Once upon a time, there was pilot season – a yearly ritual where networks would order a wave of test episodes, screen them, and decide what lived or died. Then the streaming boom came along, handed out straight-to-series orders like candy, and declared the whole system obsolete.
Well… not so fast.
The pilot is making a comeback.
Platforms including HBO Max, Hulu, Netflix, FX and NBC are once again leaning on pilot orders as the industry recalibrates in a more cost-conscious era.
The logic is familiar: produce a single episode for a few million, evaluate its potential, then decide whether to move forward. During the peak TV boom, that model was largely abandoned in favor of straight-to-series orders, as streamers raced to lock in top talent and IP. Hulu Originals executive Simran Sethi has described that period as a “gold rush.”
Now, with tighter budgets and reduced overall volume, executives are rethinking the equation. At HBO Max, head of originals Sarah Aubrey has pointed to The Pitt, recently renewed for a third season, as the kind of repeatable, high-episode-count series the platform is aiming to replicate. Pilots, she says, are key to finding the next one.
Several projects are already moving through the pipeline. HBO Max has ordered pilots for American Blue and How to Survive Without Me. Hulu is developing multiple pilots, including Foster Dade from Greg Berlanti and Bash Doran, as well as an X-Files reboot from Ryan Coogler. On the broadcast side, NBC has commissioned eight pilots, including a reboot of The Rockford Files starring David Boreanaz.
The model is already proving its value. Projects like Netflix’s A Different World sequel, Hulu’s Prison Break reboot, and FX’s Snowfall spinoff all advanced from pilot to full series. Others didn’t make the cut, including Hulu’s Buffy reboot directed by Chloé Zhao, which is exactly the point. Spending around $12 million on a pilot is far less risky than committing to an entire season that doesn’t land.
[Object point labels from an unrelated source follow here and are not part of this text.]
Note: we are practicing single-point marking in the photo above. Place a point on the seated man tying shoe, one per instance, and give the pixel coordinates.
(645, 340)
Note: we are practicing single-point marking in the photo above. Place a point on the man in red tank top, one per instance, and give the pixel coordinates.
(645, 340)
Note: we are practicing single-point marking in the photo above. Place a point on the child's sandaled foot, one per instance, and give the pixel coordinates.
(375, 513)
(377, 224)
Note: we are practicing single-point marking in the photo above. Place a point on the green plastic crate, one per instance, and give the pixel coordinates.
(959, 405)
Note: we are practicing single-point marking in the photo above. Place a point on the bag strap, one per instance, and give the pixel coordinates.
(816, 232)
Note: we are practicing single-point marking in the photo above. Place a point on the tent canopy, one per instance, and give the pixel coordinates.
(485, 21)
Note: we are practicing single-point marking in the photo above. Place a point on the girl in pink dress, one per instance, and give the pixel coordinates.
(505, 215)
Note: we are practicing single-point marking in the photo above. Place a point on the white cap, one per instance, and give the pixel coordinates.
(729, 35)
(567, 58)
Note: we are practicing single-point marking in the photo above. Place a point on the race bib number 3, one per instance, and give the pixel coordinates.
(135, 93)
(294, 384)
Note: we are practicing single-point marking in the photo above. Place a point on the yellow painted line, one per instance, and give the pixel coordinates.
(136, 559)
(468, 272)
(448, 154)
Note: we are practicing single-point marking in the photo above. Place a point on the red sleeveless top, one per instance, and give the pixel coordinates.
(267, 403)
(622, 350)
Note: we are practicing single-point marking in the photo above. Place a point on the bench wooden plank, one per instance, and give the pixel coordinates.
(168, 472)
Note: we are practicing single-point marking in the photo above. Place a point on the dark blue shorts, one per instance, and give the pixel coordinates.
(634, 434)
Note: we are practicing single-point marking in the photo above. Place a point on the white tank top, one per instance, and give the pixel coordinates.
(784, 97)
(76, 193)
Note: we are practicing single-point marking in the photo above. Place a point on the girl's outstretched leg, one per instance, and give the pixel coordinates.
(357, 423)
That said, the pilot model isn’t universal. Big-budget, VFX-heavy series like House of the Dragon or Fallout still bypass pilots altogether. At that scale, a single episode can cost upwards of $20 million, making the “test run” far less economical.
Still, for mid-budget series targeting longer episode orders, the pilot is once again proving its worth — a pragmatic reset for an industry learning to spend smarter.